The shift to coal observed since 2010 will continue in the short and medium term. At the beginning of 2016, there were about 29 GW of coal-fired capacity under construction, to be completed by around 2020, most of them in Vietnam (12.8 GW), Indonesia (6 GW), the Philippines (4.7 GW), and Malaysia (4.6 GW). In addition, in 2015, the Indonesian government announced a fast-track programme to rapidly expand Indonesian power capacity by adding 35 GW of capacity by 2019, of which 20 GW are to be coal fired

Key (unanswered) questions for Australian coal:

  • Will these SE Asian countries change plans to use higher quality coal to reduce emissions (Australian coal is generally better quality than Indian or Indonesian coal);
  • Will SE Asian countries skip to gas-fired plants to reduce emissions even further; or
  • Do the new power plants all get changed to renewables to help solve global warming (in a post-Trump “climate change is a Chinese hoax” world? Ha!)

Main issue for coal exporters globally though is that SE Asian changes pale in comparison to the effect of China and India:

ice_screenshot_20170110-094940 … it is worth noting that even in a high scenario, the additional import demand from the region is far less than the amount added by China or India to the international steam coal market in the past few years: in a high scenario, Southeast Asian imports are expected to increase by 155 Mt over the next 15 years, while Chinese and Indian imports increased by 323 Mt in just five years, from 2008 to 2013. Therefore, at least in the short to medium term, on the demand side, the balance of the global coal market will continue to be determined by China and India

 

Key investment takeaways:

  • Lots of growth in coal-fired production still in SE Asia. Much of it is in low quality, high-polluting plants – which are still financially attractive.
  • Most of the growth is contrary to Paris Agreement. So, SE Asian countries will probably change plans to meet their obligations post-Trump we have don’t know what these countries will do. Probably build more low-quality plants for the next few years.
  • Not much happening in the way of nuclear power in the region.
  • Renewable power is growing fast, but costs are still too high for it to be the only source for new power (I’ll delve into this more at a later stage).
  • Effect is only going to be minor in the global picture, changes in coal use in China and India will drive the outlook for coal

 

Comments

  1. Coal will surprise to the upside.

    China consistently under reports coal consumption and over reports renewables investment. PR (not a pun). India will pursue development via coal as will the other smaller South East Asian countries. Expect an uptick in small scale solar and wind but nothing to write home about. Those megtropolises need serious energy.

    From an Australian perspective hopefully a switch to better quality Australian coal will emerge, Adani get the nod and so on. The rise of Donald Trump suggests much global angst around coal will disappear?

    • “China is targeting to curb the capacity of its coal mines by 300 million tonnes a year until 2020, even as the production and consumption of the fuel rises, the Financial Times wrote, citing the National Development and Reform Commission.

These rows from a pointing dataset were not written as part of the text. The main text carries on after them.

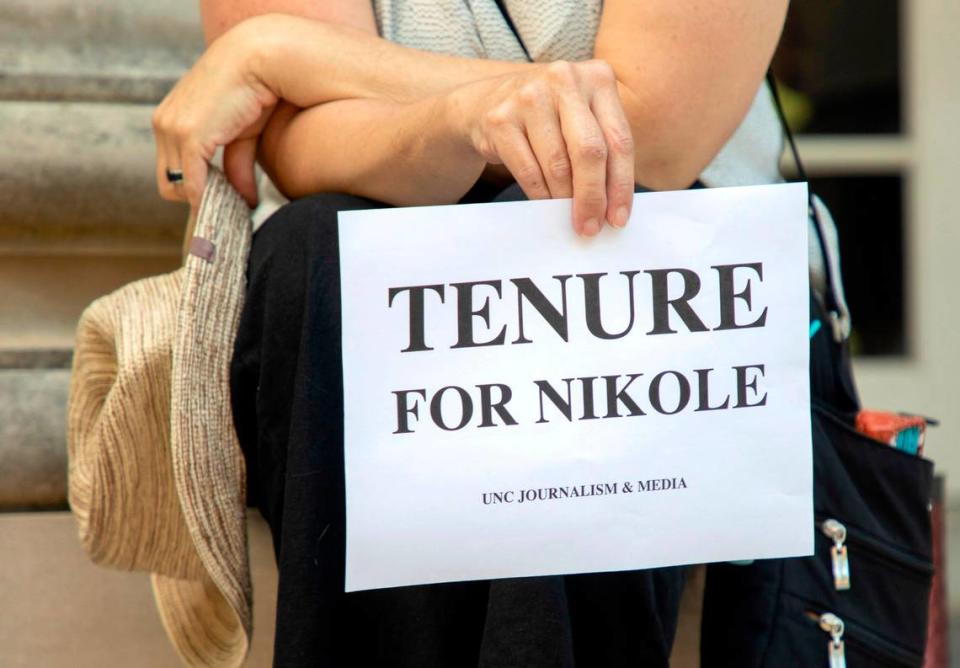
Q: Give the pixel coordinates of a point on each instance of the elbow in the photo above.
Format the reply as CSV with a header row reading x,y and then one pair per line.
x,y
674,171
675,137
671,150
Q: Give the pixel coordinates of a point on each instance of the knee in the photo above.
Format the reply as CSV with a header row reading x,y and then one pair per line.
x,y
305,227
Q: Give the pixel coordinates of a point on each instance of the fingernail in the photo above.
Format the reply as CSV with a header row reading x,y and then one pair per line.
x,y
620,217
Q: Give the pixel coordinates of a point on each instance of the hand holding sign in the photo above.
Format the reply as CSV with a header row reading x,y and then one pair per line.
x,y
562,132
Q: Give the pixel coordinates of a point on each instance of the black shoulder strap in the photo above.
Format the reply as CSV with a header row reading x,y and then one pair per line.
x,y
501,5
832,304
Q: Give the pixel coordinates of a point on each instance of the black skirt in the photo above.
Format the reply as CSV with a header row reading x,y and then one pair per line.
x,y
286,386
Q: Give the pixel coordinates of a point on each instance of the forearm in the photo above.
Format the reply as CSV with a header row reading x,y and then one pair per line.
x,y
404,154
309,62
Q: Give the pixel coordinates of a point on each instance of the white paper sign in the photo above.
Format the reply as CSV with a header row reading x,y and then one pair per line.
x,y
520,401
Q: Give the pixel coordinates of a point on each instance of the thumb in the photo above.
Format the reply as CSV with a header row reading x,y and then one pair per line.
x,y
239,158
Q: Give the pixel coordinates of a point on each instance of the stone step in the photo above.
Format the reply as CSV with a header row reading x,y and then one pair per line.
x,y
79,178
33,455
43,296
62,611
95,50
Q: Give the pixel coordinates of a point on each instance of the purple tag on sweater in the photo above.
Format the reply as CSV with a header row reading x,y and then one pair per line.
x,y
203,248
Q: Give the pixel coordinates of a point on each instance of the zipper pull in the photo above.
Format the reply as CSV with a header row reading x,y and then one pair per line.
x,y
833,625
838,553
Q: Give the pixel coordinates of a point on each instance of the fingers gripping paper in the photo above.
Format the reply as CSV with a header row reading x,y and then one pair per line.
x,y
520,401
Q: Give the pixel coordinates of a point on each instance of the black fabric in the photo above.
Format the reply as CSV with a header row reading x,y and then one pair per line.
x,y
287,403
764,614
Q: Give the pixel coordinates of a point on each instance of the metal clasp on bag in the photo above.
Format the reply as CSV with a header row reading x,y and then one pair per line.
x,y
838,553
833,625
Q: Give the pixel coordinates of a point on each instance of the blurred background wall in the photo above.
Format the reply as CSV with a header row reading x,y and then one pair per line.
x,y
873,90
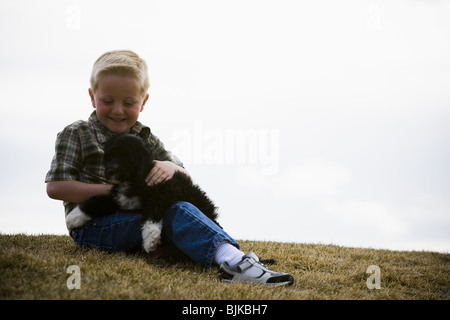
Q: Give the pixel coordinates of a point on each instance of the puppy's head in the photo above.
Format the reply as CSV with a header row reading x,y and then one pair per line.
x,y
127,158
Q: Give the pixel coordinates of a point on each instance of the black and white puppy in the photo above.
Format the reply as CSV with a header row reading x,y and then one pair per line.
x,y
128,160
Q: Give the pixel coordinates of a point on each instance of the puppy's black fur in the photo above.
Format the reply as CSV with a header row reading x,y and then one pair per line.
x,y
128,160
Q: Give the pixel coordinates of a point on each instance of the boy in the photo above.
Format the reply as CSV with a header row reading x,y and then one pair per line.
x,y
119,85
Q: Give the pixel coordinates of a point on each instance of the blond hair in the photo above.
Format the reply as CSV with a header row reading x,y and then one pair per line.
x,y
122,63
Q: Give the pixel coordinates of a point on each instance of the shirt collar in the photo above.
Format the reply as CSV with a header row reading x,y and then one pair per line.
x,y
103,133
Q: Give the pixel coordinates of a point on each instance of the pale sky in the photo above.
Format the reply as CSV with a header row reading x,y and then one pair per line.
x,y
305,121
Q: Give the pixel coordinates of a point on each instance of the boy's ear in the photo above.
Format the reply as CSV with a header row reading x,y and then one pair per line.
x,y
92,97
144,102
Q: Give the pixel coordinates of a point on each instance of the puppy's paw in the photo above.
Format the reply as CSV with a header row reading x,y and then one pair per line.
x,y
76,218
151,235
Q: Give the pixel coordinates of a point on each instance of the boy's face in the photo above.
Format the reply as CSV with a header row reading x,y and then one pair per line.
x,y
118,102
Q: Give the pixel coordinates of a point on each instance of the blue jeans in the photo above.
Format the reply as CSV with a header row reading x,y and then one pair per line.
x,y
184,225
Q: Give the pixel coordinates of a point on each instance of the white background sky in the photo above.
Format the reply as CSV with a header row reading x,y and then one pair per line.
x,y
348,103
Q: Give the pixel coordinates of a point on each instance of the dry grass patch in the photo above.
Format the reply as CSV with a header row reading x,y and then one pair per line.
x,y
35,267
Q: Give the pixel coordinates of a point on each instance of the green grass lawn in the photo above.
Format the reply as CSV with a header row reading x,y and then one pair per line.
x,y
38,267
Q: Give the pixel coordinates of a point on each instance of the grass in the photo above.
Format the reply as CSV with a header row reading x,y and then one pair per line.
x,y
35,267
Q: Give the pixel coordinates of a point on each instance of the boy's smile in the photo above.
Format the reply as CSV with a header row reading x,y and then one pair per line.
x,y
118,102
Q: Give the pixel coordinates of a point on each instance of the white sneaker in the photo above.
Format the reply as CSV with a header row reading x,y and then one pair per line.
x,y
250,270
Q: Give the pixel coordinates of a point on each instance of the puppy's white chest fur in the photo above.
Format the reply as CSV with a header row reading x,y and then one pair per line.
x,y
125,202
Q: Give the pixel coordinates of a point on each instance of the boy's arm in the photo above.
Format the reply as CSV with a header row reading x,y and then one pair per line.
x,y
75,191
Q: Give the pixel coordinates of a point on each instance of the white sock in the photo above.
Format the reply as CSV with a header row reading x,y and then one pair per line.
x,y
228,253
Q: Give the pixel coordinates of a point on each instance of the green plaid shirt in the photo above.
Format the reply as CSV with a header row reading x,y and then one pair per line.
x,y
79,152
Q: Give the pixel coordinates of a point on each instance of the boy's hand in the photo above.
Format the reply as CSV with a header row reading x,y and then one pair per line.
x,y
162,171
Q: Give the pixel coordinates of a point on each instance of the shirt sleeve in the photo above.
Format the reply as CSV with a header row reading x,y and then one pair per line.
x,y
160,153
66,163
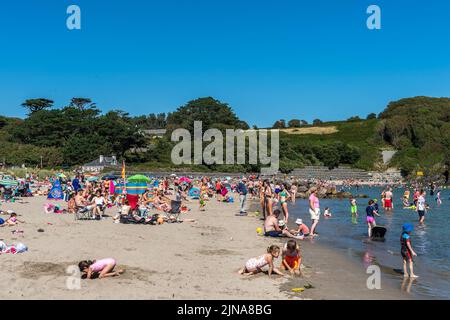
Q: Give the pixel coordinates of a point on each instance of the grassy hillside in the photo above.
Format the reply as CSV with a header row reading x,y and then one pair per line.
x,y
360,134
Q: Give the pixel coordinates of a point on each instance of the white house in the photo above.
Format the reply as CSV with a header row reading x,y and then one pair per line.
x,y
100,164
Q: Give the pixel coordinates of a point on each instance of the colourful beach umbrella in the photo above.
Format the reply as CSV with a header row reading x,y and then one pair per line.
x,y
185,179
135,188
138,178
119,188
9,183
110,177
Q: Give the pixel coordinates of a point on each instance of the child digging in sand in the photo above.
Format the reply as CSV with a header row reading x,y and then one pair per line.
x,y
98,268
255,265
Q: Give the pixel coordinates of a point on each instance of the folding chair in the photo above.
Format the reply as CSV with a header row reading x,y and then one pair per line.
x,y
83,213
174,214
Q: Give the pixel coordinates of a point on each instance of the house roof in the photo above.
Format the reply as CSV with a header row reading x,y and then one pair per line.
x,y
107,161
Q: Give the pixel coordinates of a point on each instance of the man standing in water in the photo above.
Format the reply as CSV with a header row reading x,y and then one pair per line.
x,y
242,189
421,206
314,210
388,205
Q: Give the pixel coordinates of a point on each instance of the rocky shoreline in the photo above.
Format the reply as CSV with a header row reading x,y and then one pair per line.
x,y
304,190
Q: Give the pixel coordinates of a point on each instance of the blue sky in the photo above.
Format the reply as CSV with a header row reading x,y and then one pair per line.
x,y
268,59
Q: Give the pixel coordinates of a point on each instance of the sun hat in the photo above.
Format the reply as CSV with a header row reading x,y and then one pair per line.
x,y
408,227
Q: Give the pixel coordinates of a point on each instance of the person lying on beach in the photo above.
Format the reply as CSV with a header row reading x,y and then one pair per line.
x,y
160,202
98,268
292,258
272,227
255,265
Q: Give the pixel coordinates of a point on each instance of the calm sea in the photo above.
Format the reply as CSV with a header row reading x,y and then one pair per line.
x,y
430,241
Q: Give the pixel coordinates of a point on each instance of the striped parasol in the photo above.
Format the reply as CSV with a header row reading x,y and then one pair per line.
x,y
136,188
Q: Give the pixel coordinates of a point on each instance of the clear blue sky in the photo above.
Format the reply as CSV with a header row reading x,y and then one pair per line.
x,y
268,59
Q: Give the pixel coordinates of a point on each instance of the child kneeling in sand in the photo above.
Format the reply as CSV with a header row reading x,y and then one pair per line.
x,y
98,268
292,258
255,265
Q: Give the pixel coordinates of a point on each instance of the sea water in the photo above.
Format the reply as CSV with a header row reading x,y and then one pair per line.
x,y
430,241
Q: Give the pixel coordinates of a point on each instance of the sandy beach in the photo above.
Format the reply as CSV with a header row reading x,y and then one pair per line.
x,y
190,260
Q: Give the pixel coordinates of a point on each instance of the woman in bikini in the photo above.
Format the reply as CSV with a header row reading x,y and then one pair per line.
x,y
284,196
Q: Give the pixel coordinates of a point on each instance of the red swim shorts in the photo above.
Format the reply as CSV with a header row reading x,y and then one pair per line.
x,y
388,203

The country is eyeing the production of 3.9 billion tonnes of coal in 2020, up from 3.75 billion tonnes in 2015.”

  2. What happens if

    Battery continues price slide
    City dwellers take up solar PV + battery and someone works out a business model to get all this small scale units interacting and selling surplus into the grid at night etc etc

    Add in RARA small scale units who could largely be off grid anyway.

    • it will have some effect, particularly in countries that have network constraints due to their geography e.g, large parts of SE Asia and may find decentralized generation can be competitive. Although elec market development is still a big hurdle to this.

      The report is rightly replete with disclaimers about predictions here -these plants have long lives so it is hard to commit to big projects like this without a long term safe environment for your money. Foreign capital may find it challenging with coal given the larger relative CAPEX to say an OCGT against international market risk.

      Not to say none will get built, but it will affect the tilt.